This week we’re reading about new federal initiatives to advance hiring for Americans with disabilities, recommendations for integrated health care, health and wellness trends for older adults, and advancements in telemedicine.
- The White House is launching TechHire, a new initiative to work with communities to get more Americans trained for well-paying technology jobs, including Americans with disabilities.
- The American Psychiatric Association is pushing for integrated behavioral health and physical health care in the form of new training recommendations, which will be sent to general psychiatry training programs across the country. The recommendations emphasize collaboration among specialties, exposing undergraduate medical students to primary care settings that incorporate behavioral health, and recruiting faculty who practice integrated approaches to care.
- Twenty-nine percent of children in foster care failed to receive at least one required medical checkup, which may prevent their mental health, physical health and developmental needs from being identified and treated, according to a new report from the U.S. Department of Health and Human Services.

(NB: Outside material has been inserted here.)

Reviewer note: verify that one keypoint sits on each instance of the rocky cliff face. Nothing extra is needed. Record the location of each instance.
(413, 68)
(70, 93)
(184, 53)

- Mississippi is the nation’s emerging leader in telemedicine with a program ranking among the seven best in the country and an academic hospital interconnected remotely to 165 sites, per POLITICO.
- Kaiser Health News is examining the impacts of obesity on older adults, with one physician forecasting “the primary fallout” being increased disability rates.
- More on health concerns facing older adults: The New York Times spotlights a January 2015 federal study citing evidence of widespread overuse of psychiatric drugs by Americans with Alzheimer’s disease.